O9013 (SPIRAL MACRO)
(A=STEP OVER)
(B=TOOL DIAMETER)
(D=FINAL DIAMETER)
(F=X-Y FEED RATE)
(H=Z FEED RATE)
(R=RETRACT PLANE - ABSOLUTE COORDS)
(X,Y = CIRCLE CENTER - ABSOLUTE COORDS)
(Z=CUTTING PLANE - ABSOLUTE COORDS)
#30=FUP[#7/#1+0.5] (NUMBER OF HALF TURNS NEEDED TO REACH FINAL DIAM)
#28=[1-[[#30AND1]*2]]*[-1] (+1 IF ODD, -1 IF EVEN)
#31=[#7/[0.5*#30-0.25]] (CORRECTED STEP OVER)
#32=1 (HALF TURN COUNTER)
#33=#31*[#32-0.5] (CURRENT DIAMETER)
#29=#4003 (SAVE G90/G91 STATE)
G00 G90 Z#18 (RAPID TO RETRACT PLANE)
X[#24-#33/2.0*#28] Y#25 (RAPID TO CENTER WITH DIAMETER OFFSET IN X)
G01 Z#26 F#11 (FEED TO CUTTING DEPTH)
G91
G03 X#33 I[#33/2.0] F#9 (CUT THE FIRST ARC)
#32=#32+1.0 (INCREMENT COUNTER)
WHILE[#32 LE #30] DO1 (HERE WE GO ROUND AND ROUND...)
#33=#31*[#32-0.5] (CURRENT DIAMETER)
G03 X-#33 I[-#33/2]
#32=#32+1.0
IF[#32GT#30] GOTO10
#33=#31*[#32-0.5]
G03 X#33 I[#33/2.0]
#32=#32+1.0
END1
G03 I-[#7] (CUT ENTIRE CIRCLE AT FINAL DIAMETER)
GOTO20
N10 G03 I[#7] (CUT ENTIRE CIRCLE AT FINAL DIAMETER)
N20 G0 G90 Z#18 (RAPID TO RETRACT PLANE)
G0 X#24Y#25 (RAPID TO CENTER)
IF[#29NE91]GOTO40 (RESTORE G90 STATE)
G91
N40 (WE IS ALL DONE)
M99

Another improvement that could be made would be to modify the cutting of the final full diameter circle to only cut a half circle... the other half of the full circle was already cut. I'll leave this exercise to the reader...

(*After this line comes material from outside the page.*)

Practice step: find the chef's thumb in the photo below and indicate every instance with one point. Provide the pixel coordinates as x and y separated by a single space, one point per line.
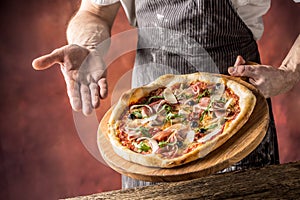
48 60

7. Are you sure you don't just want to check in the parameter book and see if your control is set to allow 3 axis simultaneous moves and then try adding a Z coordinate to the G02 move? (See the programming book for the format - it should be under helix)

8. This macro is for a circular pocketing type of operation where you are cleaning out the whole inner diameter of the circle and leaving a flat bottom. Helical G02 moves won't do that (but can be useful for ramping into the operation if you don't have the proper end-cutting bit).